Even if FOH is stereo, and one of the same reasons 'stereo' is problematic for a lot of live applications, is twofold; Most people in a audience don't 'hear' both sides of the PA. 'Hear in quotes because even if you're getting sound from both sides, because of the distances Hass' has already stepped into the equation-
So, in any of these applications with any few feet offset distance -or delay (1 or 2 ms is all it takes) a) precedence effect is already in there, and b) even with a mono signal, you already have the faux stereo/delay effect going.

Around and around you go now. :D
 
Anyone know of a way to make a signal appear in Mono but disappear in stereo?
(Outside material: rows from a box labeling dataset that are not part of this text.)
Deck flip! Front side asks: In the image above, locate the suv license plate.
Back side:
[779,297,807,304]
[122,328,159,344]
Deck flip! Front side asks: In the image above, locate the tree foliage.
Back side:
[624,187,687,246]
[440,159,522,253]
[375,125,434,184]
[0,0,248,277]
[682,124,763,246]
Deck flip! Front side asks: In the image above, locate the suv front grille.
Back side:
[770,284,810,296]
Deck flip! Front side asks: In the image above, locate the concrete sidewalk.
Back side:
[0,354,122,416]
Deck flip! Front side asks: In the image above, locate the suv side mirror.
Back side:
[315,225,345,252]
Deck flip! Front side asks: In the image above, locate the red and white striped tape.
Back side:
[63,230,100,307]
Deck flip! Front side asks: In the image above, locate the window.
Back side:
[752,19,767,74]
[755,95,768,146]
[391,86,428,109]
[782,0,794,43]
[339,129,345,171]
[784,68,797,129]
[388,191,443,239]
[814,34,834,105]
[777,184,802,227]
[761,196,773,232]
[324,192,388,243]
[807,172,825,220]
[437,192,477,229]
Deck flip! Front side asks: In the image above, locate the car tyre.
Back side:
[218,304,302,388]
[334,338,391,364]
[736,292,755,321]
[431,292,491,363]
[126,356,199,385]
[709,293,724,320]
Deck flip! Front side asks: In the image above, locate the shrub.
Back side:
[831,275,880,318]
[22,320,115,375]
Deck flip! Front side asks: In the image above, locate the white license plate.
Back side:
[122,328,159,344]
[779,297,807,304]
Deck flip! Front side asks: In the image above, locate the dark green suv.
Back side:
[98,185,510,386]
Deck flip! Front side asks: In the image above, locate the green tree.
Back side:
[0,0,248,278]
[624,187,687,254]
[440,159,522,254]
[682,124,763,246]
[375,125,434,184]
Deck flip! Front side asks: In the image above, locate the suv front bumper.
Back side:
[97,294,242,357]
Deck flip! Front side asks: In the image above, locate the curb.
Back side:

I thought that it might be fun to have two completely different guitar parts in the same song... and depending on what you listened with it would change.

I explained my idea to the bass player in my band, who said it's likely impossible before he got a nosebleed.

Which made me think of David Bowie in the Prestige... "What you are asking for is not impossible... it is merely expensive."
 
Anyone know of a way to make a signal appear in Mono but disappear in stereo?
Off the top of my head, you would need to have one guitar part 180 degrees out of phase between both speakers. The other guitar part in mono turned down in the mix so you don't notice it in stereo. When listened to in mono, the 'stereo' guitar would disappear and the mono one would be left. When listened to in stereo, the mono guitar would be masked by the other stuff in the mix.
 
I guess it would be possible, but someone earlier made the point that probably 99% of people wouldn't notice. It definitely wouldn't work live... the environment just isn't controlled enough. Depending on who your sound guy is live, it probably is best to not make it too complicated. I'm a big believer in making the guitar sound good coming out of the speakers... and just get a good mic in front of it positioned properly. Even then a horrible sound guy can screw it up for you, or even the venue.